Neither Fishback nor I realized at the time that he was the first person to pitch the vision I would hear many more times over the next three years: The gig economy (a phrase which encompasses both the related collaborative economy and sharing economy) represents a theory of the future of work that's a viable alternative to laboring for corporate America. Instead of selling your soul to the Man, it goes, you are empowered to work for yourself on a project-by-project basis. One day it might be delivering milk, but the next it's building Ikea furniture, driving someone to the airport, hosting a stranger from out of town in your spare bedroom, or teaching a class on a topic in which you're an expert. The best part? The work will come to you, via apps on your smartphone, making the process of finding work as easy as checking your Twitter feed.

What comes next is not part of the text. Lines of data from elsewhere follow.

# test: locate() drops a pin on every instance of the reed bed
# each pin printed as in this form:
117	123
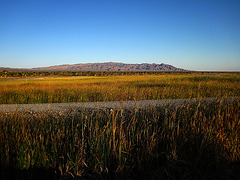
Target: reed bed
118	88
194	141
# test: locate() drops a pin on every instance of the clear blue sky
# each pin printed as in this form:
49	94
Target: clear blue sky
190	34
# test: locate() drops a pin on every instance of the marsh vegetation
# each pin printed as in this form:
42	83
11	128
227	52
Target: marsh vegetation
192	141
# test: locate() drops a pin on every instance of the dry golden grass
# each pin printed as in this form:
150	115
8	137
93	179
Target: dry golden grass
118	88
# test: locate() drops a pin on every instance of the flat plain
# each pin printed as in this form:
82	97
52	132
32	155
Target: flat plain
192	141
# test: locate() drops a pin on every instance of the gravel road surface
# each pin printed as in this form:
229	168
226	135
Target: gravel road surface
142	104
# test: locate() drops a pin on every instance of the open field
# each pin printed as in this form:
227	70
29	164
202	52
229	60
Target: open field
196	140
118	88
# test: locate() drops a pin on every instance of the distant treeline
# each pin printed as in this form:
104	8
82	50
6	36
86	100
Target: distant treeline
6	73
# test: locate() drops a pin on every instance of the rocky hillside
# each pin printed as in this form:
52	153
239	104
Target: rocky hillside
110	66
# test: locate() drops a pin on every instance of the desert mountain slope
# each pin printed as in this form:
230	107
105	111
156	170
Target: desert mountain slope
108	66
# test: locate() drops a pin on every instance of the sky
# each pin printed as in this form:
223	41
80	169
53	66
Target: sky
202	35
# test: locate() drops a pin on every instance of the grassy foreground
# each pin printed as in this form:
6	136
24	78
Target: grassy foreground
118	88
195	141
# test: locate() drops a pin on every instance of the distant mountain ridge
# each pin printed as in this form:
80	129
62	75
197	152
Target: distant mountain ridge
107	66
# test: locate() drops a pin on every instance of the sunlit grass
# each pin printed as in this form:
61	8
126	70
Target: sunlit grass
118	88
194	141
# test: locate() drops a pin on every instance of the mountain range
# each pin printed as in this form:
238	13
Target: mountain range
107	66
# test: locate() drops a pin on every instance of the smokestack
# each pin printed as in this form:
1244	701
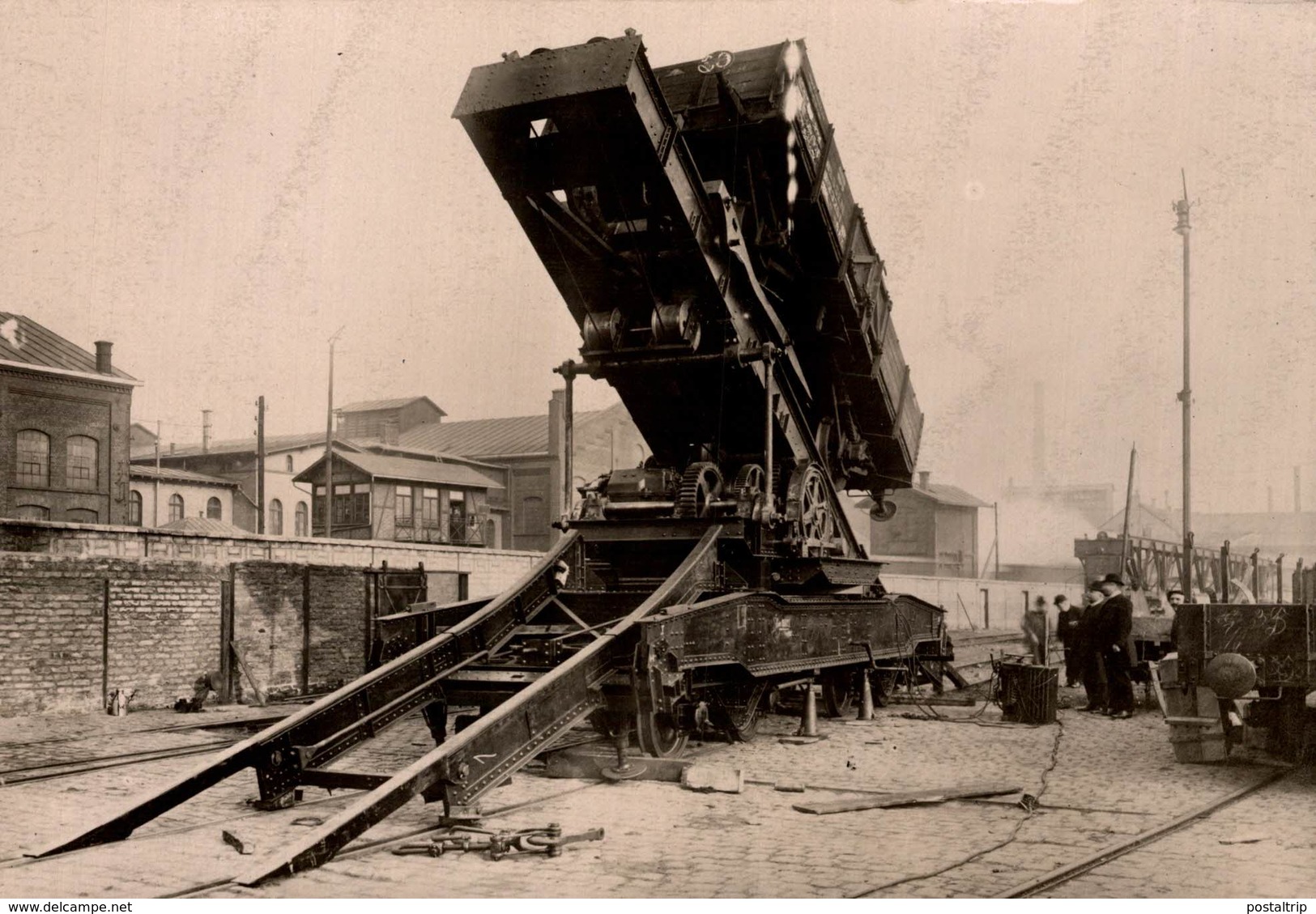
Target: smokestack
1040	431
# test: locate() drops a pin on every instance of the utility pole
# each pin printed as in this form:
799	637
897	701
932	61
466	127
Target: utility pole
155	505
259	463
1181	210
1128	511
330	442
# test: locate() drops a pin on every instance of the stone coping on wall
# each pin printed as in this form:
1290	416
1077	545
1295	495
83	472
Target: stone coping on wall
107	541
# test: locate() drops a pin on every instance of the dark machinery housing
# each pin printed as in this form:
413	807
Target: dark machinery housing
701	229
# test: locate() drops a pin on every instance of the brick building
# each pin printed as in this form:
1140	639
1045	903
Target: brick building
530	448
411	497
65	419
161	496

Whatever you do, it will be your choice. Because you are no longer just an employee with set hours and wages working to make someone else rich. In the future, you will be your very own mini-business.

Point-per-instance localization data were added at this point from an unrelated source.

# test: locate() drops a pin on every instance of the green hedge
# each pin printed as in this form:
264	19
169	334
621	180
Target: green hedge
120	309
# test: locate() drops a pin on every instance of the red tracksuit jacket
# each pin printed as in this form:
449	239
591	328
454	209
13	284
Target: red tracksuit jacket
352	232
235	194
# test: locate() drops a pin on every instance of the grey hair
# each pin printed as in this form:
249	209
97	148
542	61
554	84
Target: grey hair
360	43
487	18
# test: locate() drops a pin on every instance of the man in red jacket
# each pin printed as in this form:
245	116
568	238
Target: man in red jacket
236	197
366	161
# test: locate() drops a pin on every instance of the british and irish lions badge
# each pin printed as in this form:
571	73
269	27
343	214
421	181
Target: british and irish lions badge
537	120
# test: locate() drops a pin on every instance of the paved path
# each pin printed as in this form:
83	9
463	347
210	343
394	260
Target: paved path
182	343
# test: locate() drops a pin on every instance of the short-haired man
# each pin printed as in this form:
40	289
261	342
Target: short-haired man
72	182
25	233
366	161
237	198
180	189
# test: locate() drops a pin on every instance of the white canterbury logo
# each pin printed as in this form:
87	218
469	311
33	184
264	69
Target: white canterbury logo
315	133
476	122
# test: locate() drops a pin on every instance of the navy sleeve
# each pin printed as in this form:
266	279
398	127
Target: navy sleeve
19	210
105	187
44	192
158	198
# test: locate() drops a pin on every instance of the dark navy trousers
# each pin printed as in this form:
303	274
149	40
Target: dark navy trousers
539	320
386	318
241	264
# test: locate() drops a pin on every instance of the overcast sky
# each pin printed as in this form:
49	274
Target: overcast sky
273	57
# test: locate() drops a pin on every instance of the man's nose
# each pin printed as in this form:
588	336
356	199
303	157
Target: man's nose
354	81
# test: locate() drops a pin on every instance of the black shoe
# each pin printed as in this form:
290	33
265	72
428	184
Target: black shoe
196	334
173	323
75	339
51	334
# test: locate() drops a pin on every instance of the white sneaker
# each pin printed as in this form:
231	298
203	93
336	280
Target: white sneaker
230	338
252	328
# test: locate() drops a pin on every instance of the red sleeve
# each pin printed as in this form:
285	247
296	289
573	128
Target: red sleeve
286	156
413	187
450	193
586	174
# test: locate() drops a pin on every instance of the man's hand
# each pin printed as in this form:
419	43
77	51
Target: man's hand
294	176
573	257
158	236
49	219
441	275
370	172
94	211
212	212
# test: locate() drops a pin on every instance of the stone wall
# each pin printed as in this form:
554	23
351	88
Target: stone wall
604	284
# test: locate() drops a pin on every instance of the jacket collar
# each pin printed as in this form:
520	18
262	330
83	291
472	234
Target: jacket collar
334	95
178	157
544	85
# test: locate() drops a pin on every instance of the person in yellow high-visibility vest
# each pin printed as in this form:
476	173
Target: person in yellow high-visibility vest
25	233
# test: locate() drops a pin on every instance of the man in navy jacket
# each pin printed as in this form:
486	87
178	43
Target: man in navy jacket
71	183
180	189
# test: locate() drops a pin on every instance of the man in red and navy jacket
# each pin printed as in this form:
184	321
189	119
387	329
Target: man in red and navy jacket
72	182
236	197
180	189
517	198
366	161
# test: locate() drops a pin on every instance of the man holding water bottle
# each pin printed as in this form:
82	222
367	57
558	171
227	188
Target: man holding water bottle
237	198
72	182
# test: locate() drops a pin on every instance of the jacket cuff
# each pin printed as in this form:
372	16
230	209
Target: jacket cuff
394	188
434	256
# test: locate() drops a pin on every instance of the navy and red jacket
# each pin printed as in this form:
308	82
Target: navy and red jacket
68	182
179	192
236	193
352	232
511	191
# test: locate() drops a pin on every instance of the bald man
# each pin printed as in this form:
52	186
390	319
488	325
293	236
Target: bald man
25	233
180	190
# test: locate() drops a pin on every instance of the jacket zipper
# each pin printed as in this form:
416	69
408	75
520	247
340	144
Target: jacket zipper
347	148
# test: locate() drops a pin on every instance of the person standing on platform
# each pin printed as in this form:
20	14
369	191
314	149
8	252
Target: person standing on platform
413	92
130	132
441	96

The vision is so intoxicating that even as the U.S. unemployment rate remained stubbornly high, with millions of long-term unemployed dropping off the rolls and untold millions more underemployed, the gig economy came to offer not just a path to freedom from our desks but also a way to get the American people back to work. In a TED talk, Rachel Botsman, author of What's Mine Is Yours: The Rise of Collaborative Consumption, described sharing economy companies as "lemonade stands on steroids.” New York Times columnist Thomas Friedman wrote a piece headlined "How To Monetize Your Closet” that argued "these entrepreneurs are not the only answer for our economic woes...but they are surely part of the answer.”

The people running these new companies have made grand pronouncements as well. When challenged by city hotel laws, Brian Chesky, CEO and cofounder of Airbnb, told the Wall Street Journal that "I want to live in a world where people can become entrepreneurs or micro-entrepreneurs and if we can lower the friction and inspire them to do that, especially in an economy like today, this is the promise of the sharing economy." And in 2012 when PayPal cofounder Peter Thiel's Founders Fund led a $13 million investment round in the errand platform called TaskRabbit, its CEO Leah Busque told TechCrunch that the company's goal was to "revolutionize the world's labor force.”

The only problem with this narrative is that the prospects of finding a living wage in America do not seem any brighter than they did back in 2008 when Busque founded TaskRabbit. Unemployment has drifted down from its high of 10% in October 2009 to 6.6% in the January 2014 report, but income inequality is, according to research based on tax-return data from the IRS, the worst it has been since 1923.
Read the rest of the article here.

Re: Creative Destruction.

Posted: Sun Mar 30, 2014 10:09 pm
by rubato
I was solicited by a company called "Maven" to do contract research projects (they must all be literature-based) in chemistry / material science. I plugged in my CV and they quoted a very flattering hourly rate but I never bothered to follow up. Maybe if I quit my job I'll try it but I don't see a huge number of people or businesses out there who really need my services and don't already have their own chemistry research groups.

But as your linked article indicated if you don't have higher-level skills you are at the mercy of the people running the gigs and will get as little as the owners of the businesses can possibly pay. The internet is just a way for them to [polite voice] extract more value [/end polite voice] and cost them less.

I think I'm more interested in the way that e-businesses can make more efficient use of resources which people have 'over-bought' for their own use. If you want to have a sailboat the minimum number of sailboats you can have is ONE even if what you really need, or can make efficient use of, is 1/8th of a sailboat ( a wildly optimistic number based on personal observation at marinas ). True, there are clubs and things which also share resources but the e-platform makes it all so much easier to connect a broad and disparate group of people together.